Tom's son, Edward, arrives at Kyra's very basic flat in North West London, still upset about her seeming to cut herself off from the family, particularly from him, because he had seen her as a surrogate older sister and feels that she deserted him. He is also concerned for the state of his father. Later in the evening, Tom also arrives unexpectedly, brought there by his driver, Frank, seeking an explanation for her sudden disappearance. While she cooks him a meal of spaghetti, they talk of their past relationship, bicker, argue, and, by turns, become closer, and further apart.

Although they do not appear, Alice and Frank are important characters in the play, catalysts for much of the conversation.

The whole play takes place in the one sparsely furnished room of the run-down flat that serves as a sitting room, kitchen, and dining room. The kitchen is functional, and Kyra boils water for tea and cooks a meal of spaghetti. Eating before attending the performance is advised, as the smell was tempting. The bathroom and bedroom are offstage. There is one small electric heater that has little effect on warming the cold space (it snows outside), she has no television, and does not read newspapers. On the long bus ride to the school and back, she reads books and listens to the conversations of the other passengers.

Professionally trained, Alicia Zorkovic, plays the central character, Kyra, who is onstage for the entire play. Her vast experience onstage shows in her interpretation of the role, covering almost every imaginable emotion, from joy to devastating sadness, complete calm to intense anger.

Tom is played by another highly experienced and award-winning actor, Brant Eustice, in yet another of his powerful performances, beginning subtly, as his character tries to win over Kyra, then turning bombastic, belligerent, as he bullies her, criticising her lifestyle and choices.

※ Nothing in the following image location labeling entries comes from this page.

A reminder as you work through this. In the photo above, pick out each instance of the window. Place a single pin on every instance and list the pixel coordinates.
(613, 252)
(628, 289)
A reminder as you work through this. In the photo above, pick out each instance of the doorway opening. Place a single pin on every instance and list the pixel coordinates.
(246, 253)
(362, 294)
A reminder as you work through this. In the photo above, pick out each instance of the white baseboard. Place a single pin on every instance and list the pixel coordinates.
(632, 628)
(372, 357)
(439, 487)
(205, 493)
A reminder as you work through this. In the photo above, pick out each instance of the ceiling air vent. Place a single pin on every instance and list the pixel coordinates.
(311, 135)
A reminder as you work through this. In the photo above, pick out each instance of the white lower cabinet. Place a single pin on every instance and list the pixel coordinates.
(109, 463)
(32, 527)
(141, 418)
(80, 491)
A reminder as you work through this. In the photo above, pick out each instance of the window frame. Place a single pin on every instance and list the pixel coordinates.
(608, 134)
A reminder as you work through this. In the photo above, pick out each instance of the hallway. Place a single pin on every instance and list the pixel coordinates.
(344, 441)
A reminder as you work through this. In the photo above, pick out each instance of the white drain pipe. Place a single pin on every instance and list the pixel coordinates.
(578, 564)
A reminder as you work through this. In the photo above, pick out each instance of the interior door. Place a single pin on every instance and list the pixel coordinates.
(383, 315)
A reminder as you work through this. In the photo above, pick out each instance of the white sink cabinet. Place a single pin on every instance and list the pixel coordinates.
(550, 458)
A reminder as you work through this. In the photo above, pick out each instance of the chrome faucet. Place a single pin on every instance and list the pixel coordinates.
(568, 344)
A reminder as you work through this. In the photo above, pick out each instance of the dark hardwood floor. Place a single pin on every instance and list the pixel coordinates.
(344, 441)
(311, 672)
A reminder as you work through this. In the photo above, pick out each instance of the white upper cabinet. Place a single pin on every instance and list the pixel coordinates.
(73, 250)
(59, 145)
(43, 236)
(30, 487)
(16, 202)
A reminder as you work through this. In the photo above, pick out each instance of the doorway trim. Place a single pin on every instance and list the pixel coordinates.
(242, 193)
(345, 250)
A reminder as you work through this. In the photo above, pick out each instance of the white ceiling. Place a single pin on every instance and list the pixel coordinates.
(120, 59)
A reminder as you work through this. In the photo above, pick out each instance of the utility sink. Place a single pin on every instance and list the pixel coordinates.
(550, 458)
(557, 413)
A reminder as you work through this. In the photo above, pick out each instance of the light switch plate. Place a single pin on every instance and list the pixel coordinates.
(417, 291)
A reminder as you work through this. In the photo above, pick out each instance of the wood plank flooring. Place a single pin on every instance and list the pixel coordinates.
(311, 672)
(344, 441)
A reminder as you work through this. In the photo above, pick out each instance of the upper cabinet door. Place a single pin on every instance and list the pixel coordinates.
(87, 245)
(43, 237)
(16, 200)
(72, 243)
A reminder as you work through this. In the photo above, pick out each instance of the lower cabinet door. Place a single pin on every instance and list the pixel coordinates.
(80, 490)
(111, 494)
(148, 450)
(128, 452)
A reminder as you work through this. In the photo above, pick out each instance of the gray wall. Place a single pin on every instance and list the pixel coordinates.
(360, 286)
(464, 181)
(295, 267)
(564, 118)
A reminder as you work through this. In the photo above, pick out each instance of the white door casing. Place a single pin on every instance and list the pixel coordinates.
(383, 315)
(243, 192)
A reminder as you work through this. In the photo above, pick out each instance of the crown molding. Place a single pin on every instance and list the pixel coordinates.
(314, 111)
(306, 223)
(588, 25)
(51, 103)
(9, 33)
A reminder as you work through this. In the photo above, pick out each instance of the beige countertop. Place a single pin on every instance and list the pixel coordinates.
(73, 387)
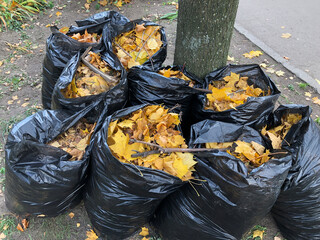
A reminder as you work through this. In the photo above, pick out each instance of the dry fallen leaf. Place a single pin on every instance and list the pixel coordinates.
(316, 100)
(307, 94)
(286, 35)
(280, 73)
(144, 232)
(91, 235)
(258, 233)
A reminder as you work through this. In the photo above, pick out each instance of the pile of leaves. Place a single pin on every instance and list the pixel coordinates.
(277, 134)
(86, 82)
(169, 73)
(143, 131)
(252, 154)
(84, 38)
(75, 140)
(231, 92)
(138, 45)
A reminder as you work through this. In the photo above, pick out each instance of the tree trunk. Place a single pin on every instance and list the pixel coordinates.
(203, 34)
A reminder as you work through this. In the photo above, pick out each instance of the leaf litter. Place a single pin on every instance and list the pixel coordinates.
(86, 82)
(137, 46)
(75, 140)
(231, 92)
(144, 129)
(169, 73)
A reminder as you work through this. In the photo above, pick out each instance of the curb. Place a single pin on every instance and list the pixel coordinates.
(296, 71)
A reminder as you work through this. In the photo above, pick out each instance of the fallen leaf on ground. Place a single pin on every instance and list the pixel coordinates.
(307, 94)
(286, 35)
(316, 100)
(91, 235)
(252, 54)
(280, 73)
(144, 232)
(258, 233)
(231, 59)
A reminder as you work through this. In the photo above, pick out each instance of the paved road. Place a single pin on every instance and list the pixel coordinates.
(265, 22)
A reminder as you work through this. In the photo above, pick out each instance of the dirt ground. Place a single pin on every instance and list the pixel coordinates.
(20, 95)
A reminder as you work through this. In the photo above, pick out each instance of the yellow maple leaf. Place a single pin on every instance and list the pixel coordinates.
(258, 233)
(91, 235)
(144, 232)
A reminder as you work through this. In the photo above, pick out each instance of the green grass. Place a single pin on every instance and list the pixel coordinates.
(14, 13)
(303, 85)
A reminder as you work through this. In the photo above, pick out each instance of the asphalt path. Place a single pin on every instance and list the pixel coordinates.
(264, 22)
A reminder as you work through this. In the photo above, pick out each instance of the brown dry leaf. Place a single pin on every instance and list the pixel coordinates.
(230, 92)
(75, 140)
(86, 82)
(252, 54)
(86, 37)
(91, 235)
(252, 154)
(144, 232)
(169, 73)
(138, 45)
(258, 233)
(278, 133)
(316, 100)
(286, 35)
(152, 124)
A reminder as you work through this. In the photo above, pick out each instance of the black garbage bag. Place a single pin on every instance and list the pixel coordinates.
(115, 29)
(60, 48)
(121, 197)
(230, 199)
(115, 98)
(151, 87)
(254, 112)
(297, 209)
(40, 179)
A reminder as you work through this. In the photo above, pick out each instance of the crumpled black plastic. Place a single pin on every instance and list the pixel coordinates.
(254, 112)
(115, 29)
(297, 210)
(228, 200)
(115, 98)
(40, 179)
(120, 197)
(151, 87)
(60, 48)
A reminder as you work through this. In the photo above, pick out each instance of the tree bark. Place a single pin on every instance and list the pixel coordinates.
(203, 34)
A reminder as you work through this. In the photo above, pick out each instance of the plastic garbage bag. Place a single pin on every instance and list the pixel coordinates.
(60, 48)
(40, 179)
(121, 197)
(297, 209)
(115, 98)
(253, 112)
(228, 199)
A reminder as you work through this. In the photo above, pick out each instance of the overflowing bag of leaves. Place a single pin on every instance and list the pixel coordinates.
(64, 43)
(297, 209)
(86, 79)
(136, 43)
(235, 186)
(169, 86)
(46, 162)
(240, 94)
(135, 163)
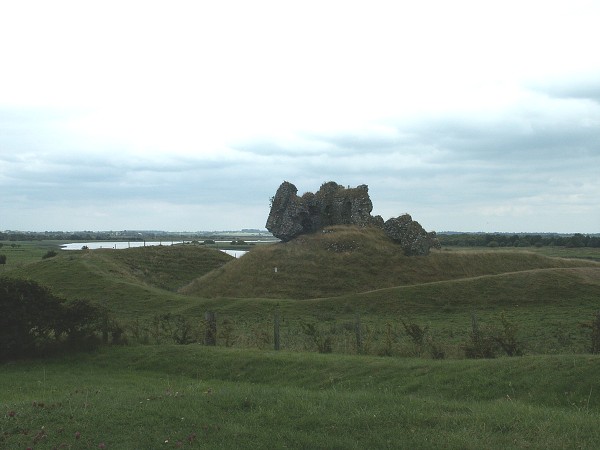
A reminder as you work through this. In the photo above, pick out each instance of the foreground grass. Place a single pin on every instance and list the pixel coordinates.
(198, 397)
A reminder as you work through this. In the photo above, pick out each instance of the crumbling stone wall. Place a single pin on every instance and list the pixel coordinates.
(333, 204)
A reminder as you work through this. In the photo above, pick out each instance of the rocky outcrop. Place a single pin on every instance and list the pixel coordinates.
(411, 236)
(333, 204)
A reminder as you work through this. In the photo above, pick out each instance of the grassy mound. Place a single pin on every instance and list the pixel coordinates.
(133, 282)
(344, 259)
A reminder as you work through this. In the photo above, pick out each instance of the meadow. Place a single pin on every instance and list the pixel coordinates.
(352, 371)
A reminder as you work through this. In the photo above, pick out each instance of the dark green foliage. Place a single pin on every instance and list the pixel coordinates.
(506, 337)
(33, 320)
(481, 343)
(594, 326)
(49, 254)
(165, 328)
(415, 332)
(317, 337)
(30, 317)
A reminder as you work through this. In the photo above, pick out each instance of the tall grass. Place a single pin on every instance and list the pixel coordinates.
(198, 397)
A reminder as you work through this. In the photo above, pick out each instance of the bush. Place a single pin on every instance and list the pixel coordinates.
(33, 320)
(29, 318)
(506, 337)
(323, 343)
(49, 254)
(481, 343)
(594, 326)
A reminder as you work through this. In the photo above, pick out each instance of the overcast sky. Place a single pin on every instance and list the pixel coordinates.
(186, 116)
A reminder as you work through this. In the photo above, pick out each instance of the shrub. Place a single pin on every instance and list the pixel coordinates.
(29, 318)
(594, 326)
(481, 343)
(323, 343)
(49, 254)
(33, 320)
(506, 337)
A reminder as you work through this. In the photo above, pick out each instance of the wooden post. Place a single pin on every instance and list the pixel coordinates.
(210, 338)
(276, 336)
(358, 335)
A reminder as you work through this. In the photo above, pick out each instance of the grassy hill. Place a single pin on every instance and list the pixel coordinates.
(344, 260)
(328, 280)
(136, 282)
(198, 397)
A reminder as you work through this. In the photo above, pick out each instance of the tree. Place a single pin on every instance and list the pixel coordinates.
(33, 320)
(29, 318)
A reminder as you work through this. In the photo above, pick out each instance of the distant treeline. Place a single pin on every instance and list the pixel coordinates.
(118, 235)
(518, 240)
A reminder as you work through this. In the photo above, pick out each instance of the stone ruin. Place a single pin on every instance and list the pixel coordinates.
(333, 204)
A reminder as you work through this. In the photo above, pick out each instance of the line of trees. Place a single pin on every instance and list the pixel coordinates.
(577, 240)
(34, 321)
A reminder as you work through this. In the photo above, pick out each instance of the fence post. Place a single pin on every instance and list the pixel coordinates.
(358, 335)
(276, 336)
(210, 338)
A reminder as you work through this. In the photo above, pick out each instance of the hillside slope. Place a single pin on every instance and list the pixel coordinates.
(344, 260)
(133, 282)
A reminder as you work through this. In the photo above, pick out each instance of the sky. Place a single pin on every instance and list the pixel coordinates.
(188, 115)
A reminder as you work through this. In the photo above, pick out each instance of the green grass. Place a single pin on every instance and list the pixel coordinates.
(157, 396)
(21, 253)
(548, 299)
(248, 396)
(348, 260)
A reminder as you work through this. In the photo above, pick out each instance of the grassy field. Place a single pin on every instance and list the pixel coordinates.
(199, 397)
(242, 394)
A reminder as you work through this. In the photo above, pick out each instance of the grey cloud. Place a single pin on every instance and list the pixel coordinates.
(582, 86)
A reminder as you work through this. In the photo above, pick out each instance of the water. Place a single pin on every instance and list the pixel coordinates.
(118, 245)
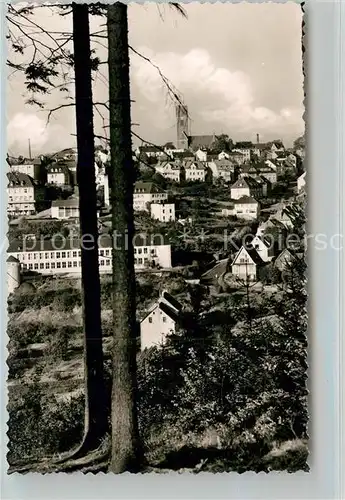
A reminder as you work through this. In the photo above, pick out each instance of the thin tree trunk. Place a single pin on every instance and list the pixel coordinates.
(125, 455)
(95, 396)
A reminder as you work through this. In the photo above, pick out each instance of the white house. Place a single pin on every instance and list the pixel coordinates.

The two explore the relationship of their characters in all of its complexities and subtleties, developing their individual personalities at the same time..

Jackson Barnard is Edward, who sets up the play durin his first visit, and offers a ray of hope in his brief second visit at the end of the play. His sensitive reading of the role gave a degree of naivety to his character and brought a lightness to passages of the narrative.

Topping off this terrific production is lighting by the indefatigable, Richard Parkhill, who now seems to be working for most of Adelaide's theatre companies, and the original music is provided by composer, Tim Edhouse.

With reduced seating capacity due to having to maintain the mandated minimum distancing, early bookings are strongly advised.